Questions with No Reply
J. P. Ostriker
J.P. Ostriker is an astrophysicist and the co-author of Heart of Darkness, which tells the saga of humankind’s quest to unravel the deepest secrets of the universe: dark matter and dark energy. Here is his story about how an Einstein thought experiment he encountered as a teenager changed his life.
When I was a high school student I drove my teachers crazy with incessant and insatiable curiosity about the natural world. Next to our pictures in the yearbook, one of the teachers had added a line for each student and for me it was “I thought of questions that have no reply.”
And for the questions that I had that my teachers could not or would not answer, I went to books. Einstein wrote several of these that were accessible to high school students, and they fascinated me. I remember a “thought experiment” presented in one of them: A scientist sets up an exquisite laboratory on a train and tests both Newton’s laws of mechanics and Maxwell’s laws of electricity and magnetism.
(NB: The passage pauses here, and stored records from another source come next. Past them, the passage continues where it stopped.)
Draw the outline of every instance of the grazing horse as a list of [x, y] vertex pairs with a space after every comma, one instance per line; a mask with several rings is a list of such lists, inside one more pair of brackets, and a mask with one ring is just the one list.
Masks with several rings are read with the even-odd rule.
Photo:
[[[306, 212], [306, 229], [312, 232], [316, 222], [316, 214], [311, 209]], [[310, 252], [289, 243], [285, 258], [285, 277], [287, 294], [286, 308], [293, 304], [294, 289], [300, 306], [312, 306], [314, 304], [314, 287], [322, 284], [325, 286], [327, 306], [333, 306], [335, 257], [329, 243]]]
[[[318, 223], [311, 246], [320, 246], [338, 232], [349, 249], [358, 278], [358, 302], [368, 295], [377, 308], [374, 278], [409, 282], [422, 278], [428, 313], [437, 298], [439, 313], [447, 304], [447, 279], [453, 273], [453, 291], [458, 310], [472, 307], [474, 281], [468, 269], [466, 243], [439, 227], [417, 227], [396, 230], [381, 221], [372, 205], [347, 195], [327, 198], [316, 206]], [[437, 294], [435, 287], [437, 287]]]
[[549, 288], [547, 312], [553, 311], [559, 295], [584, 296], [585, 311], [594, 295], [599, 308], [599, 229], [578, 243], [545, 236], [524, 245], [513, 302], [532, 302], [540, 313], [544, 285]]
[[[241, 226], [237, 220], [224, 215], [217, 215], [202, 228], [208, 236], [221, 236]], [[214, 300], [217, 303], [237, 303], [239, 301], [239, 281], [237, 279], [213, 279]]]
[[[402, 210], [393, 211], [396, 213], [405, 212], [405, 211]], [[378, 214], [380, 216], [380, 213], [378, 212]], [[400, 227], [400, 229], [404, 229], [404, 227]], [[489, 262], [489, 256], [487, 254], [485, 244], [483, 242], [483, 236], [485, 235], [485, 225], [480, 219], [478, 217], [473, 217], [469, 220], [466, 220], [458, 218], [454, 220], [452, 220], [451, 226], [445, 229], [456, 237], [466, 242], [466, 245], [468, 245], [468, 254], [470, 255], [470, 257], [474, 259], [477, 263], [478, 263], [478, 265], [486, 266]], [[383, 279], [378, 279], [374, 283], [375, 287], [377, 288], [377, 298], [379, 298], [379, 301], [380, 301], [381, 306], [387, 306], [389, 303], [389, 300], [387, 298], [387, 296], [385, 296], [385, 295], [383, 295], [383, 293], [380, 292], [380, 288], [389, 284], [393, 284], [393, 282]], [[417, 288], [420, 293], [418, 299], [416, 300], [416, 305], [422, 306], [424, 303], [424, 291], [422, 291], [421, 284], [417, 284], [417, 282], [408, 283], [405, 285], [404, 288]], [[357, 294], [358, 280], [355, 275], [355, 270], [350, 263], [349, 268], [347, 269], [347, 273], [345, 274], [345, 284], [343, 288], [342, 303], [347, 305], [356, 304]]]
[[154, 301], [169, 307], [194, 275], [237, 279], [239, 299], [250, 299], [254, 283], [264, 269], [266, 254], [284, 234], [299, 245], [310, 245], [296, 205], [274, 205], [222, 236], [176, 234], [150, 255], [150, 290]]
And, hypothetically, one finds that both are correct to arbitrary precision.
Then the train begins to move and E shows that, since the laws transform differently with the velocity of the observer, they can no longer both be true! Therefore one (or both) theories must be false.
This amazed me. No experiment was necessary. Pure thought was all that was needed and any high school student who thought about it could have come to the same conclusion as Einstein, and could have invented special relativity to solve the problem! I thought that this was wonderful, truly wonderful. I resolved that I would pursue physics and think about simple and fundamental matters. It looked easy.
Well, needless to say it was not always easy, but it has always been fun. I’m thankful I had access to Einstein’s popular books when I was a teenager with more questions than answers.
Jeremiah P. Ostriker is professor of astrophysical sciences at Princeton University. He is author, with Simon Mitton, of Heart of Darkness: Unraveling the Mysteries of the Invisible Universe. His books include Formation of Structure in the Universe and Unsolved Problems in Astrophysics (Princeton).